遺伝子の発現

 個体の成長において、遺伝子はどのような役割を果たしているのだろうか。
 生命体の成長がすべて、どのタイミングでどの遺伝子がどれだけ発現するか、ということによって決まっているのだとすれば、最も重要な問題は、遺伝子が発現するタイミングを決めているのは何か、ということになる。
 最近の発生学では、染色体上の遺伝子の発現は、その上流にあるプロモーター領域によって調整されているとされる。プロモーターに転写因子が結合したときに、遺伝子の転写が開始される。そして、その転写因子自身も、他の遺伝子によってコードされているのだという。では、転写因子の発現は、何によって制御されているのだろうか。

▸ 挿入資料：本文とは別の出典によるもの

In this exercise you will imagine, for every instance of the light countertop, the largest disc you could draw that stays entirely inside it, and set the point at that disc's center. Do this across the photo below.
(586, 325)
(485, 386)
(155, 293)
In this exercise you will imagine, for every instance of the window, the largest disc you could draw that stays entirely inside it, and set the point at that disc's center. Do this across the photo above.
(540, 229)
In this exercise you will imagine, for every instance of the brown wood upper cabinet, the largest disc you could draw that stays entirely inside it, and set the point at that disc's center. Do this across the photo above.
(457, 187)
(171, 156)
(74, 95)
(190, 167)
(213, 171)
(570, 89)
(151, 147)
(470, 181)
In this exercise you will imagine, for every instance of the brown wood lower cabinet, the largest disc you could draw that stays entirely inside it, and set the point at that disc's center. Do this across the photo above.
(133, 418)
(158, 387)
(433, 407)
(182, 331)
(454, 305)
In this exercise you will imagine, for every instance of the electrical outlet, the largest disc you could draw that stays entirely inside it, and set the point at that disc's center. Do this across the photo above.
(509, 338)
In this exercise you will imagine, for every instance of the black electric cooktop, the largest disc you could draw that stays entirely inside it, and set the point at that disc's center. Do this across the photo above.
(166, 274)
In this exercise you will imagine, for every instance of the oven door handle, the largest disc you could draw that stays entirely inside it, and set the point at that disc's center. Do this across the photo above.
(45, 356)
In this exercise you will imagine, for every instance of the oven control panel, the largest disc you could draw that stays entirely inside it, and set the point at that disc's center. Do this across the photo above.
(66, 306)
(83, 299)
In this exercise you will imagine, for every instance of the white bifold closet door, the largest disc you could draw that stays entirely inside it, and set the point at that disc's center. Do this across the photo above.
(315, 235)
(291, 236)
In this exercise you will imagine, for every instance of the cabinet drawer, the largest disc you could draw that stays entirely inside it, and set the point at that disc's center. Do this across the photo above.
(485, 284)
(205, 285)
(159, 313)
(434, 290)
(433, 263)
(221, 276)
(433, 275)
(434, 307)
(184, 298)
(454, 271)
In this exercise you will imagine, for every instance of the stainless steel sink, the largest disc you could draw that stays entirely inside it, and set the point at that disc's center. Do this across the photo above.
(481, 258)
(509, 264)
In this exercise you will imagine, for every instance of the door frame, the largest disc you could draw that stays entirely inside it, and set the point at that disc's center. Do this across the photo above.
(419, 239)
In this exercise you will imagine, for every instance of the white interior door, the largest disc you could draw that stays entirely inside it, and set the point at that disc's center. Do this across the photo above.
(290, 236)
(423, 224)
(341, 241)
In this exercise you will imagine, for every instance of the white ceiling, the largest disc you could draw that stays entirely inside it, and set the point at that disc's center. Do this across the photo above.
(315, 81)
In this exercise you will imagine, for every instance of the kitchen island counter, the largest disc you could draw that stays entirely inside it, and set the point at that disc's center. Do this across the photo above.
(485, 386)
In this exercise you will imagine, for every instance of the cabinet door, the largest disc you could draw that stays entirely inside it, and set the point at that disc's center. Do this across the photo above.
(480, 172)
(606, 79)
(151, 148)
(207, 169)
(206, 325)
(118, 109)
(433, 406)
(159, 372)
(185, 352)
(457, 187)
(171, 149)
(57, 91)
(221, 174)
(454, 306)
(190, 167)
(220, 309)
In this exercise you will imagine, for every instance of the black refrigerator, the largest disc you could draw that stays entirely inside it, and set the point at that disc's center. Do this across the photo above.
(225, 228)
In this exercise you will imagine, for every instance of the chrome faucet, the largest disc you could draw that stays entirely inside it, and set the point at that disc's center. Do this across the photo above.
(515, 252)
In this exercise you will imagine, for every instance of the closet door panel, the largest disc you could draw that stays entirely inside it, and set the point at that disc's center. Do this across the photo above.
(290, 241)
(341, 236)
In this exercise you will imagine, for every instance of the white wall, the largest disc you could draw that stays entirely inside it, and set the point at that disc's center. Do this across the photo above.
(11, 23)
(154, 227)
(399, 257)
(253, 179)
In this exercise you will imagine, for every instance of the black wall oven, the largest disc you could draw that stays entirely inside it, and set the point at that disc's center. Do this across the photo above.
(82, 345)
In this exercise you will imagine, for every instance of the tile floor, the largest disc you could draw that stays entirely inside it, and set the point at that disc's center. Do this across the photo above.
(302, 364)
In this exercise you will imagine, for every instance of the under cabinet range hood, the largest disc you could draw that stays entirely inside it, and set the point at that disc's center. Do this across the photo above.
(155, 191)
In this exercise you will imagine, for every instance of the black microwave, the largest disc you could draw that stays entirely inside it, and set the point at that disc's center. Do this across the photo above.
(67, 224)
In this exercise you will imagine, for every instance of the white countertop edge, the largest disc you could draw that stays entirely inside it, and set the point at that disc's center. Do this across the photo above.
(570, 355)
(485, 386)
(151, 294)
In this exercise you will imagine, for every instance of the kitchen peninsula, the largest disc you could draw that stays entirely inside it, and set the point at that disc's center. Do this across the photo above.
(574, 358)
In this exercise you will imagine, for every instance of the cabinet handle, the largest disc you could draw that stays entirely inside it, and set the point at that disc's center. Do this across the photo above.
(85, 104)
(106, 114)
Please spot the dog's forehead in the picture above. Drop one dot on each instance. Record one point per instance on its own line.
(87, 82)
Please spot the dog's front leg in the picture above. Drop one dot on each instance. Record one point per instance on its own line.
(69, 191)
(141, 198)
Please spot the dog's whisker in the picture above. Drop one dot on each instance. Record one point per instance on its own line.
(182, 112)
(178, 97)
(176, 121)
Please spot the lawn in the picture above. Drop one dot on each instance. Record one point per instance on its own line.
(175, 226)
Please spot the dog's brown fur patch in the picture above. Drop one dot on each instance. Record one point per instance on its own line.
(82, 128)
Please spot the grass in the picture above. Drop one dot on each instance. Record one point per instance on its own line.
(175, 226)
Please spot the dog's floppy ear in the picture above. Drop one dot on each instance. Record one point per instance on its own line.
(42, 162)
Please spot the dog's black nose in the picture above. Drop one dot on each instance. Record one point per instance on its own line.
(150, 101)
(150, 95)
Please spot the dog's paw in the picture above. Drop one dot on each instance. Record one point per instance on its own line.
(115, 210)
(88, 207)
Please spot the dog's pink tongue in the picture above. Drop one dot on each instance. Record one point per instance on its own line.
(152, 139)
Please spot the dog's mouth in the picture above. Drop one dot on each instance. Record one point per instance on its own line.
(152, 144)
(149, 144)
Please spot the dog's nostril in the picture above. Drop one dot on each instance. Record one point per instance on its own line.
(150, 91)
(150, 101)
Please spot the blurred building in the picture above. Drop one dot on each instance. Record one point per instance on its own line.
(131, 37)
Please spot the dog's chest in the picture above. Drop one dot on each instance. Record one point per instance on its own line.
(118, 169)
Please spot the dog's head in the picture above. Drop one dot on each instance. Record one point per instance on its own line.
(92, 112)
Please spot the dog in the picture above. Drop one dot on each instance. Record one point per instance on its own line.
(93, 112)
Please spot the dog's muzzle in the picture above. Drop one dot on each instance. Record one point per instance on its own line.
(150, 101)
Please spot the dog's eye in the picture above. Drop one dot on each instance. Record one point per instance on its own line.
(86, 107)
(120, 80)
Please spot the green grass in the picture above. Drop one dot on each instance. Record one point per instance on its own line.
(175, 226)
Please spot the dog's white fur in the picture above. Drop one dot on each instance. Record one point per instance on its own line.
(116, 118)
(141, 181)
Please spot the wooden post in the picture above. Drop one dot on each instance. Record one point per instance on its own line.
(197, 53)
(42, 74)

 もしも、ある転写因子の発現が、別の転写因子によって制御されているのだとすると、さらに、その別の転写因子の発現が何によって制御されているのか、という問題が生じるだろう。それもまた別の転写因子によって制御されているのだとすれば、結局、無限個の遺伝子がなければ、一つの遺伝子の発現を説明できなくなってしまうだろう。
 しかし、実際には遺伝子の数は有限なのだから、この考えは誤りである。ゆえに、遺伝子が発現するタイミングを決めているのは、遺伝子ではありえない。むしろ、細胞内外を問わず、遺伝子を包み込む環境がそれを決めていると考えるべきだろう。